Saturday, November 29, 2003

Can't live with Her/Can't Live Without Her

Change is a questionable mistress. She is most certainly monogamous, she can be repulsive, refreshing, wantonly seductive. Her constancy is what makes us comfortable with her, like someone you’ve dated for so long you don’t know how to live without the person and you’re not sure if you can distinguish between a healthy or unhealthy dependence anymore. You’re not sure where to sever the cord. The only difference between change and a lover is that you can’t be loosed of change. The final results of such a prospect are much more grave than getting back a black t-shirt. She is the girlfriend-turned-wife by common law until death do you part.

I’m not sure what it is that I should or shouldn’t want. I’m not confident in my ability to decide what it is that I actually truly need. There are ideas I’ve held onto for so, so long. There are dreams, too. But how am I to know what’s best for me? People say to do what makes you happy, but happiness is temporary. People tell me what I need is joy. They say joy is constant, and to them I reply sometimes. Unless I don’t understand what joy truly is-that could very well be.

I wonder how important it is that I figure out life by the age of twenty-five, what I’m doing, who I’m with, how I’ll pay for my daughter’s wedding, where I’ll retire. I wonder if anyone ever has it figured out or if, as we get older, we only become more content to endure the uncertainties and constant fluctuations of circumstance.

Tuesday, November 25, 2003

There's a lot of criticism and negativity going around. Maybe some of it's grounded. Most of it is unneeded. Most of it is stealing life away from the people closest to us. I decided tonight that I want to try harder to be a life-giver, like the Maker is--spilling over.

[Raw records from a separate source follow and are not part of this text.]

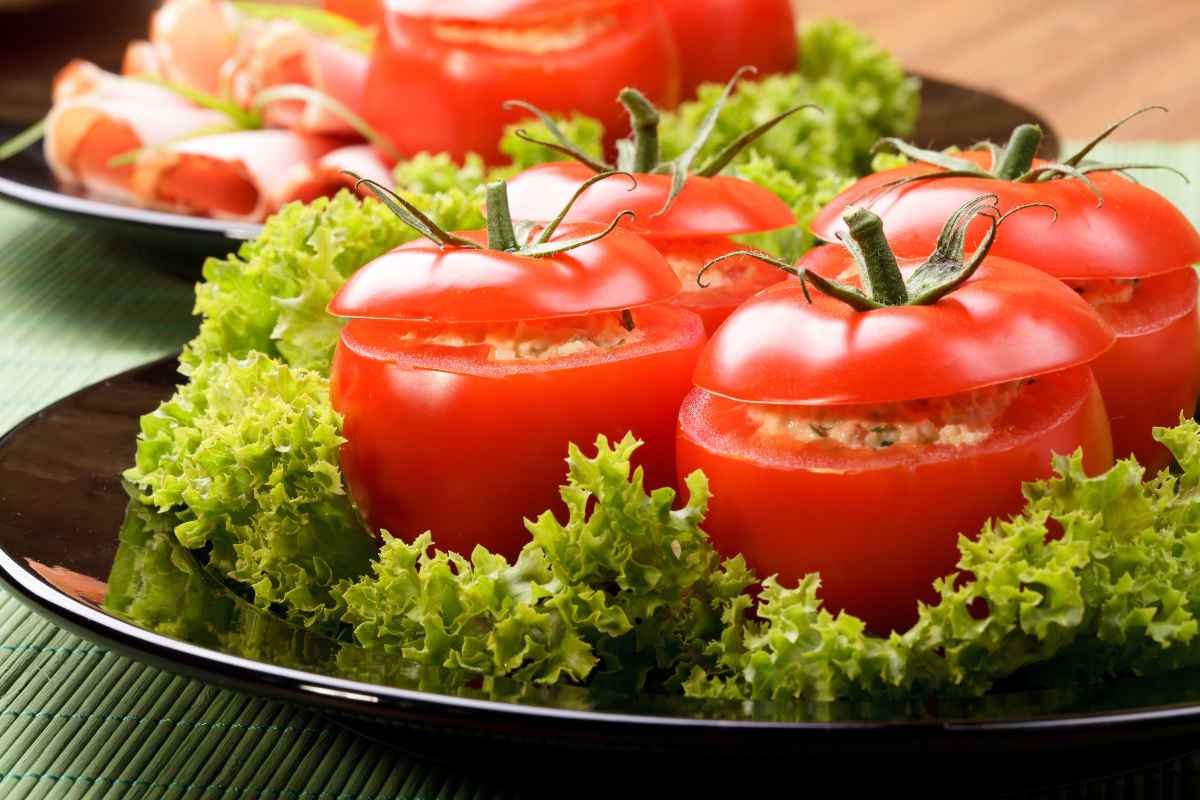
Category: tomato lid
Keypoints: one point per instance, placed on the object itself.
(719, 205)
(1005, 323)
(421, 281)
(1135, 233)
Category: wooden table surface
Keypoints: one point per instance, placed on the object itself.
(1080, 62)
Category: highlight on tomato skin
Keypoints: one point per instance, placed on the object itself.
(857, 427)
(453, 439)
(471, 361)
(1122, 246)
(453, 67)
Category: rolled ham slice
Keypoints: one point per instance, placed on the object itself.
(99, 115)
(282, 52)
(193, 40)
(241, 176)
(142, 60)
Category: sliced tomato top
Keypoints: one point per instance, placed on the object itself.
(492, 11)
(1007, 322)
(420, 281)
(718, 205)
(1137, 233)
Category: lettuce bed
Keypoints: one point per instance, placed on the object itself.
(241, 463)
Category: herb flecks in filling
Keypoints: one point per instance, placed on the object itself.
(958, 420)
(1105, 293)
(539, 340)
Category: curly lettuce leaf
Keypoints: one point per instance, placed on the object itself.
(582, 131)
(436, 173)
(245, 458)
(628, 579)
(270, 298)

Thanksgiving Road-trip to NC Mix

Thanksgiving road-trip mix track listing:

1.Moment in the Sun - Clem Snide
2.All the Right Reasons - The Jayhawks
3.Valley Winter Song - Fountains of Wayne
4.Lovesong - The Cure
5.Everybody Down - Matthew
6.Reptilia - The Strokes
7.Right Here - National Champion
8.Really Something - Aaron Sprinkle
9.I Met a Girl - Wheat
10.Company Calls - Death Cab for Cutie
11.Valentine - The Get Up Kids
12.Needle in the Hay - Elliot Smith
13.Upward Over the Mountain - Iron and Wine
14.Overcome by Happiness - The Pernice Brothers
15.Have You Forgotten - Red House Painters
16.Space - Something Corporate
17.Regret - New Order
18.Jungle Trail - Steven Delopoulos
19.Hyper-Ballad - Bjork

Taking along with me (specifically):

Ryan Adams: Love is Hell, prt 1; Rock N' Roll
Sarah McLachlan - Afterglow
Juliana Theory - Emotion is Dead


song of the day

Monday, November 24, 2003

Wheat

Cool song

Miss Off Limits

At the very least it’s nice to know that oral tradition has not completely died. There still are, circulated amongst singles, the rules of off-limits. Don’t call her for at least two months. And her, don’t call her at all because so-and-so was infatuated for three months but never said a word. Off-limits. Don’t even think about it. Boo.

Sunday, November 23, 2003

In Gainesville I can be whoever I want. In Gainesville I can be that mysterious guy that everyone knows only so much and say, "that Cameron is a pretty good guy. I like that guy." I can be mysterious to the unusually large population of cute college girls. In Gainesville I can be Houdini.

I found myself saying to the Gator kids, "it's just good to get out of Atlanta." As if I have been here for years and years and years of metropolitan monotony in need of escape. But everything is still new here. There are no booths awaiting my arrival, waitresses who know me by name and have my favorite drink prepared just so by the time I take my seat. No, I am not a regular anywhere in Atlanta. Except maybe church, but that doesn't count. Everything is so, so fresh. Maybe that is the problem.

But to escape newness with newness? From Atlanta where I have now lived for four months to Gainesville where I have visited a composite number of two times ever? Perhaps what I am trying to escape is that after four months Atlanta still doesn't feel like home, and as badly as I want them to, my friendships here aren't as far along as the ones I left behind. I'm escaping from the fact that my life feels no more ordered or put together, or whole than it did when I arrived here in July. There are better days and harder days. Lately, I suppose, I've been on the harder side of things.

'Cause this is the hardest thing I've ever done before
I said this is the hardest thing I've ever done before
-Wertz

Maybe everything will feel like it used to someday soon. Yeah, I'll go with that--maybe.